Rui Costa (PT), da Casa Civil, concorrerá ao Senado na Bahia. O ministro governou o estado por oito anos. Gleisi Hoffmann (PT), da Secretaria de Relações Institucionais, deve disputar uma das duas vagas pelo Paraná, onde já foi senadora.

Simone Tebet (PSB), do Planejamento, mudou do MDB para o PSB. A ministra também transferiu o domicílio eleitoral do Mato Grosso do Sul para São Paulo e pode integrar a chapa de Haddad. Marina Silva (Rede), do Meio Ambiente, pode mudar de partido e disputar o Senado por São Paulo.

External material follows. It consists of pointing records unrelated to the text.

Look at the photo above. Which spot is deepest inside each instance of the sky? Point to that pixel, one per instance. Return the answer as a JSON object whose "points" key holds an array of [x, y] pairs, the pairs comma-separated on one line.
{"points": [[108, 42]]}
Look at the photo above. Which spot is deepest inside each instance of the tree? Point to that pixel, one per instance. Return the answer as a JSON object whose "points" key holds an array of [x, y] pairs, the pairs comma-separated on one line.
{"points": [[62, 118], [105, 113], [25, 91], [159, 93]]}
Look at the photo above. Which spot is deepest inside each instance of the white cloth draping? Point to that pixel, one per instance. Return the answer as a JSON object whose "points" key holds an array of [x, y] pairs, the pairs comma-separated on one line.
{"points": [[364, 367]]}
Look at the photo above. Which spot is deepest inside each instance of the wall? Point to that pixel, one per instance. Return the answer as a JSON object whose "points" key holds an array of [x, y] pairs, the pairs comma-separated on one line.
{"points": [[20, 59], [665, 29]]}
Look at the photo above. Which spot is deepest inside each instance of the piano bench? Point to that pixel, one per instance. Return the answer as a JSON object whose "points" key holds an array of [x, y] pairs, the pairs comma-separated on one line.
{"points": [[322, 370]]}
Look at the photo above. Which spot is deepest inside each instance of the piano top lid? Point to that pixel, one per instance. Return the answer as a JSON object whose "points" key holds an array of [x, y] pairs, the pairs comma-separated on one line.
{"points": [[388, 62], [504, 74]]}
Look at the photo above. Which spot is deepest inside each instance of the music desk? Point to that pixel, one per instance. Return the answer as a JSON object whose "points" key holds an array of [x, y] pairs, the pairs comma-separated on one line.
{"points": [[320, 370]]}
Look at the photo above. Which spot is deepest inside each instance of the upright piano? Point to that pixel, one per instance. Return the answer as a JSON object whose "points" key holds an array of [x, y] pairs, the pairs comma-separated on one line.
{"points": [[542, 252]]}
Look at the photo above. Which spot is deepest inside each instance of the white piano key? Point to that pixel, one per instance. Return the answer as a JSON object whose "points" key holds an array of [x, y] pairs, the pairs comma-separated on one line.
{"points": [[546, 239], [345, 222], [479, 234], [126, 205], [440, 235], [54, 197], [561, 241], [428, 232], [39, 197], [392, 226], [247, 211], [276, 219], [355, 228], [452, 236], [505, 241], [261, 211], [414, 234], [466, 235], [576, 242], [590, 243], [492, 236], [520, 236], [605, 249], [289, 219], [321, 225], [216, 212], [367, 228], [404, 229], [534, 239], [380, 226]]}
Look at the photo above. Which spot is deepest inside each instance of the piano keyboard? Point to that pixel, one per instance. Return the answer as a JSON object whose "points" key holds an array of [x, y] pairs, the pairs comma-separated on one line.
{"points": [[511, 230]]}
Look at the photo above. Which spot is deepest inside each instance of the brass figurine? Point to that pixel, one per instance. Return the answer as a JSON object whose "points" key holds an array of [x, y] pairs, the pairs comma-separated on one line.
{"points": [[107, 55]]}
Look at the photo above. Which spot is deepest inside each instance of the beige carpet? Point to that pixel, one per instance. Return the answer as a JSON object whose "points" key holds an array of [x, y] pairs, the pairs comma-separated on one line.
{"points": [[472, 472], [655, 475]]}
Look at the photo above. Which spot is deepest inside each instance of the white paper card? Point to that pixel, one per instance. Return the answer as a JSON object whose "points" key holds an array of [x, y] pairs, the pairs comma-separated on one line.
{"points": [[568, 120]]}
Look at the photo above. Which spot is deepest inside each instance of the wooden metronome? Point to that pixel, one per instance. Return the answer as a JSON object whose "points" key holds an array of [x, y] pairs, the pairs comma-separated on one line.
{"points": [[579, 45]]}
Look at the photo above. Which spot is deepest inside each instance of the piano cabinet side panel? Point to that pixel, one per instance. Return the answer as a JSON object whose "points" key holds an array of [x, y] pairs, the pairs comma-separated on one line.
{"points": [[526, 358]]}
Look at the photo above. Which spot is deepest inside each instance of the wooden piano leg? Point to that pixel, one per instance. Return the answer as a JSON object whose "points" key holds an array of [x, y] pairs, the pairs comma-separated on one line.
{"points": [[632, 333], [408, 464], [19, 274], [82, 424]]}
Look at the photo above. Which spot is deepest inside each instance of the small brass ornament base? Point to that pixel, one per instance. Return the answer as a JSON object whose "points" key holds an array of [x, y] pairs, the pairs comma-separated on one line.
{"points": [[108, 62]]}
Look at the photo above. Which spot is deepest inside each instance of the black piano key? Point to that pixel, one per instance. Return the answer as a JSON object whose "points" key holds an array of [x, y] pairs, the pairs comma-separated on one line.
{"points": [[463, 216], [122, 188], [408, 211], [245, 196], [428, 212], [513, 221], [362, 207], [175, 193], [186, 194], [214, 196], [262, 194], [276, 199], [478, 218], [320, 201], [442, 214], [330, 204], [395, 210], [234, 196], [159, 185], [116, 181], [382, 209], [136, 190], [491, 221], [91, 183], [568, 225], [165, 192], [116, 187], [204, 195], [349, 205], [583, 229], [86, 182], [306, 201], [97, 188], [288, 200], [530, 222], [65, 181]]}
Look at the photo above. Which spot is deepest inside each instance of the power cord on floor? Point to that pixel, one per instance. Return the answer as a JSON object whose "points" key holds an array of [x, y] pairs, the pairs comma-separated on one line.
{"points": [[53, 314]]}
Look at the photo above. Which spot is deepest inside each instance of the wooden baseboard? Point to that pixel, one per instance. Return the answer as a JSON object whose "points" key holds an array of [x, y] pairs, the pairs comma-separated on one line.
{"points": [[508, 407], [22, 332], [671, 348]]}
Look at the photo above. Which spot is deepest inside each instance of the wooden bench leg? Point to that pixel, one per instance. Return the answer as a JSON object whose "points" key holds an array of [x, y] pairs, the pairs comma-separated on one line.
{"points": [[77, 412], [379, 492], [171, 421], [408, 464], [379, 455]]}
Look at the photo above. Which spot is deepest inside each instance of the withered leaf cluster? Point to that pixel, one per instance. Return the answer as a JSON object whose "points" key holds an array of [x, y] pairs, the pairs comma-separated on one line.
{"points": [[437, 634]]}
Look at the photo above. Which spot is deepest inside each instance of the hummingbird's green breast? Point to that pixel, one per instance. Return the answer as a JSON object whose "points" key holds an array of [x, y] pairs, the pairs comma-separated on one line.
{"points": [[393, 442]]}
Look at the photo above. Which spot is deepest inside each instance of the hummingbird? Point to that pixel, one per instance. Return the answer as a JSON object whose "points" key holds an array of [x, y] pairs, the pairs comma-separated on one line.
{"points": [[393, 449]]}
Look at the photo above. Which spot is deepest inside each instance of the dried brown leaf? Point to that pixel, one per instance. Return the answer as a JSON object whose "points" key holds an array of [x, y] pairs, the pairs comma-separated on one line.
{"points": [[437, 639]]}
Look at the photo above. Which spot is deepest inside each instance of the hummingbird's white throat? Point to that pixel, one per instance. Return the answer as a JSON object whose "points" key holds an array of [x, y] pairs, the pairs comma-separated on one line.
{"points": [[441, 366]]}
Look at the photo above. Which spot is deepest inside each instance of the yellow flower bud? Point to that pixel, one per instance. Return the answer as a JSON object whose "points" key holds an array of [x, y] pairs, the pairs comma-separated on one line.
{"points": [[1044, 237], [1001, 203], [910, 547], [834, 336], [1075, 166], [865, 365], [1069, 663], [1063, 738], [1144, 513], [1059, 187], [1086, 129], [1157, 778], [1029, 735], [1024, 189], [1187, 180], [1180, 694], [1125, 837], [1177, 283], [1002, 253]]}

André Fufuca (PP), do Esporte, é deputado e deve ser candidato ao Senado pelo Maranhão. Carlos Fávaro (PSD), da Agricultura, foi exonerado na sexta-feira (27/03) para tirar vaga da oposição na CPMI do INSS. O ex-ministro disputará reeleição em Mato Grosso. Waldez Góes (PDT), da Integração Nacional, pode concorrer ao Senado no Amapá, onde já foi governador.

O Senado processa e julga o presidente da República por crimes de responsabilidade. A Casa também processa e julga ministros do Supremo Tribunal Federal por crimes de responsabilidade.

Cabe aos senadores aprovar indicações de novos ministros do STJ e do STF. O Senado também aprova a escolha do procurador-geral da República, do presidente e diretores do Banco Central, de embaixadores e outras autoridades.

O novo Senado poderá influenciar a renovação do Supremo Tribunal Federal. A indicação de Jorge Messias, escolhido por Lula para substituir Luís Roberto Barroso, está pendente. Três ministros vão se aposentar durante o próximo mandato presidencial.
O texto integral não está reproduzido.